L’urgence justifie que soit prononcée la suspension d'un acte administratif lorsque l'exécution de celui-ci porte atteinte, de manière suffisamment grave et immédiate, à un intérêt public, à la situation du requérant ou aux intérêts qu'il entend défendre. Il appartient au juge des référés, saisi d'une demande tendant à la suspension d'une telle décision, d'apprécier concrètement, compte tenu des justifications fournies par le requérant, si ses effets sur la situation de ce dernier ou, le cas échéant, des personnes concernées, sont de nature à caractériser une urgence justifiant que, sans attendre le jugement de la requête au fond, l'exécution de la décision soit suspendue.

Pour caractériser l’existence d’une situation d’urgence, Mme A..., professeure certifiée hors classe d’arts plastiques, fait valoir que l’arrêté litigieux, applicable à compter du 1er septembre 2025, entraîne une perte d’environ 10 % sur son traitement mensuel, ce qui constitue selon elle une atteinte grave à sa situation financière. Toutefois, Mme A... n’apporte à l’appui de ses allégations aucune précision suffisante ni ne verse au dossier aucun élément de justification pour établir que la perte financière qu’elle subit, qu’elle évalue à environ 250 euros par mois, entraînerait une situation particulière de précarité. Dans ces circonstances, la condition d’urgence requise par les dispositions précitées de l’article L. 521-1 du code de justice administrative ne peut être regardée comme remplie.

Il résulte de ce qui précède, sans qu’il soit besoin d’examiner s’il est fait état d’un moyen propre à créer, en l’état de l’instruction, un doute sérieux quant à la légalité de la décision contestée, que les conclusions aux fins de suspension d’exécution présentées par Mme A... doivent être rejetées selon la modalité prévue par l’article L. 522-3 du code de justice administrative.
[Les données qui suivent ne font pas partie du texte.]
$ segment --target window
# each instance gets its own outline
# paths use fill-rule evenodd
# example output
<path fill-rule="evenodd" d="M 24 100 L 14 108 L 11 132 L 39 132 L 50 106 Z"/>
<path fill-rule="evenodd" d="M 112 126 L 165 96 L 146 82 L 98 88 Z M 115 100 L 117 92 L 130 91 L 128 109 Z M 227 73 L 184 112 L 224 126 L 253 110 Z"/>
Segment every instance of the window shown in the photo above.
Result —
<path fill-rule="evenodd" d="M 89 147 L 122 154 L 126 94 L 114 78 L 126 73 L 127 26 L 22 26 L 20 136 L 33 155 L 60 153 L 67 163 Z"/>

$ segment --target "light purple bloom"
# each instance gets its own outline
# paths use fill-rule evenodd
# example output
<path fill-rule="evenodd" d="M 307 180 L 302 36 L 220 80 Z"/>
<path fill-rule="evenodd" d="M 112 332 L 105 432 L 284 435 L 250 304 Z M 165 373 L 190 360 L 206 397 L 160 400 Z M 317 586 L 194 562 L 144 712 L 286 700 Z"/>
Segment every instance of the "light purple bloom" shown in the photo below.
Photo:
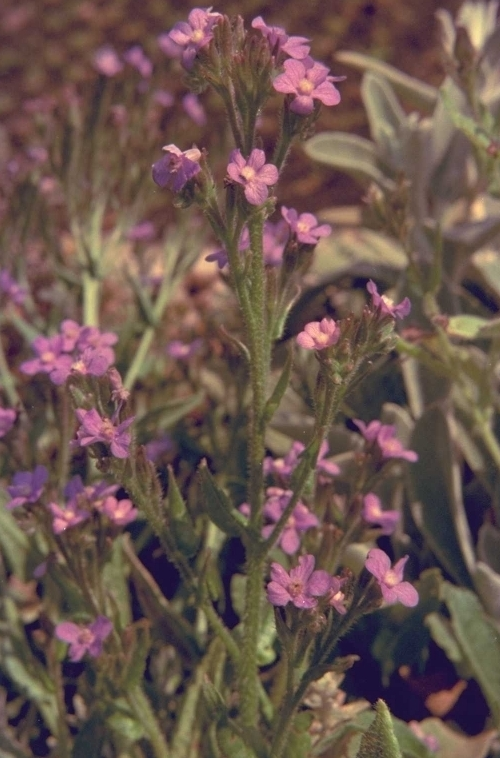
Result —
<path fill-rule="evenodd" d="M 268 187 L 278 181 L 278 169 L 266 163 L 263 150 L 254 148 L 248 160 L 240 150 L 233 150 L 227 167 L 229 178 L 244 187 L 245 197 L 251 205 L 261 205 L 267 200 Z"/>
<path fill-rule="evenodd" d="M 375 308 L 378 308 L 380 313 L 384 316 L 393 316 L 394 318 L 404 318 L 411 311 L 411 302 L 408 297 L 405 297 L 398 305 L 387 297 L 387 295 L 379 295 L 377 285 L 370 279 L 366 285 L 366 289 L 372 296 L 372 302 Z"/>
<path fill-rule="evenodd" d="M 274 530 L 274 525 L 279 521 L 283 511 L 290 502 L 292 490 L 283 490 L 281 487 L 268 487 L 266 490 L 267 500 L 264 504 L 264 515 L 273 521 L 262 529 L 262 536 L 267 539 Z M 298 502 L 285 524 L 285 528 L 278 537 L 278 545 L 287 555 L 293 555 L 300 547 L 300 537 L 308 529 L 319 526 L 319 521 L 314 513 L 302 502 Z"/>
<path fill-rule="evenodd" d="M 14 474 L 12 484 L 7 487 L 11 499 L 5 504 L 8 510 L 26 503 L 36 503 L 40 499 L 44 485 L 49 478 L 45 466 L 37 466 L 33 472 L 18 471 Z"/>
<path fill-rule="evenodd" d="M 212 13 L 212 7 L 194 8 L 187 22 L 179 21 L 168 34 L 160 35 L 160 47 L 166 55 L 180 58 L 189 70 L 198 51 L 213 39 L 212 29 L 221 18 L 220 13 Z"/>
<path fill-rule="evenodd" d="M 123 70 L 123 63 L 111 45 L 103 45 L 93 55 L 94 68 L 103 76 L 113 77 Z"/>
<path fill-rule="evenodd" d="M 286 60 L 284 73 L 273 82 L 277 92 L 295 95 L 290 110 L 300 116 L 308 116 L 314 108 L 314 100 L 324 105 L 338 105 L 340 92 L 332 82 L 343 77 L 329 76 L 329 69 L 321 63 L 306 58 L 304 61 Z"/>
<path fill-rule="evenodd" d="M 17 413 L 13 408 L 0 408 L 0 439 L 14 426 Z"/>
<path fill-rule="evenodd" d="M 0 293 L 6 295 L 15 305 L 22 305 L 28 297 L 28 290 L 21 287 L 7 269 L 0 270 Z"/>
<path fill-rule="evenodd" d="M 205 108 L 200 103 L 199 97 L 189 92 L 182 98 L 182 107 L 186 111 L 189 118 L 194 121 L 196 126 L 205 126 L 207 123 L 207 114 Z"/>
<path fill-rule="evenodd" d="M 258 29 L 269 42 L 271 52 L 276 55 L 284 52 L 290 58 L 302 59 L 309 55 L 309 40 L 307 37 L 289 37 L 281 26 L 268 26 L 262 16 L 252 21 L 252 27 Z"/>
<path fill-rule="evenodd" d="M 95 408 L 86 411 L 79 408 L 76 416 L 81 426 L 76 433 L 74 444 L 86 447 L 97 442 L 109 445 L 111 454 L 115 458 L 126 458 L 129 454 L 131 442 L 130 432 L 127 431 L 134 421 L 134 416 L 122 421 L 115 426 L 114 418 L 101 418 Z"/>
<path fill-rule="evenodd" d="M 69 658 L 71 661 L 81 661 L 85 653 L 92 658 L 98 658 L 102 653 L 104 640 L 111 634 L 112 622 L 106 616 L 98 616 L 95 621 L 86 626 L 63 621 L 57 624 L 55 635 L 63 642 L 69 642 Z"/>
<path fill-rule="evenodd" d="M 363 519 L 368 524 L 380 524 L 382 534 L 392 534 L 399 521 L 399 511 L 384 511 L 380 498 L 369 492 L 363 498 Z"/>
<path fill-rule="evenodd" d="M 293 603 L 296 608 L 314 608 L 317 597 L 325 595 L 331 587 L 331 576 L 326 571 L 314 571 L 313 555 L 303 555 L 299 565 L 288 574 L 279 563 L 271 564 L 271 581 L 267 585 L 267 598 L 276 606 Z"/>
<path fill-rule="evenodd" d="M 112 495 L 103 501 L 100 510 L 118 526 L 126 526 L 135 521 L 139 512 L 131 500 L 117 500 Z"/>
<path fill-rule="evenodd" d="M 149 79 L 153 73 L 153 64 L 140 45 L 134 45 L 127 50 L 123 55 L 123 60 L 137 69 L 143 79 Z"/>
<path fill-rule="evenodd" d="M 304 326 L 304 331 L 297 335 L 297 344 L 306 350 L 324 350 L 337 344 L 340 330 L 331 318 L 321 321 L 310 321 Z"/>
<path fill-rule="evenodd" d="M 312 213 L 301 213 L 299 216 L 294 208 L 283 206 L 281 215 L 298 241 L 305 245 L 316 245 L 321 237 L 328 237 L 332 231 L 330 224 L 318 224 L 318 219 Z"/>
<path fill-rule="evenodd" d="M 81 510 L 71 503 L 67 503 L 64 508 L 57 503 L 49 503 L 49 509 L 52 513 L 52 531 L 54 534 L 61 534 L 72 526 L 81 524 L 89 518 L 88 511 Z"/>
<path fill-rule="evenodd" d="M 166 155 L 153 164 L 153 181 L 159 187 L 179 192 L 201 171 L 201 152 L 197 147 L 182 151 L 176 145 L 166 145 L 163 150 Z"/>
<path fill-rule="evenodd" d="M 341 616 L 344 616 L 347 613 L 347 608 L 345 607 L 345 594 L 342 592 L 342 587 L 346 581 L 345 578 L 341 579 L 338 576 L 332 576 L 330 594 L 328 597 L 328 605 L 335 608 L 337 613 L 340 613 Z"/>
<path fill-rule="evenodd" d="M 34 376 L 38 373 L 48 374 L 54 384 L 64 384 L 71 371 L 71 356 L 63 352 L 64 342 L 60 334 L 53 337 L 36 337 L 31 347 L 37 358 L 24 361 L 20 365 L 23 374 Z"/>
<path fill-rule="evenodd" d="M 408 556 L 405 555 L 391 568 L 389 556 L 374 547 L 368 552 L 365 568 L 377 580 L 386 603 L 399 601 L 408 608 L 413 608 L 418 603 L 418 592 L 410 582 L 403 581 L 403 569 L 407 560 Z"/>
Doivent être rejetées par voie de conséquence les conclusions à fin d’injonction.


ORDONNE :


Article 1er : La requête de Mme A... est rejetée.

Article 2 : La présente ordonnance sera notifiée à Mme B... A....





Fait à Lyon le 21 janvier 2026.





Le juge des référés







J.-P. Chenevey



La République mande et ordonne à la rectrice de l’académie de Lyon en ce qui la concerne ou à tous commissaires de justice à ce requis en ce qui concerne les voies de droit commun contre les parties privées, de pourvoir à l'exécution de la présente décision.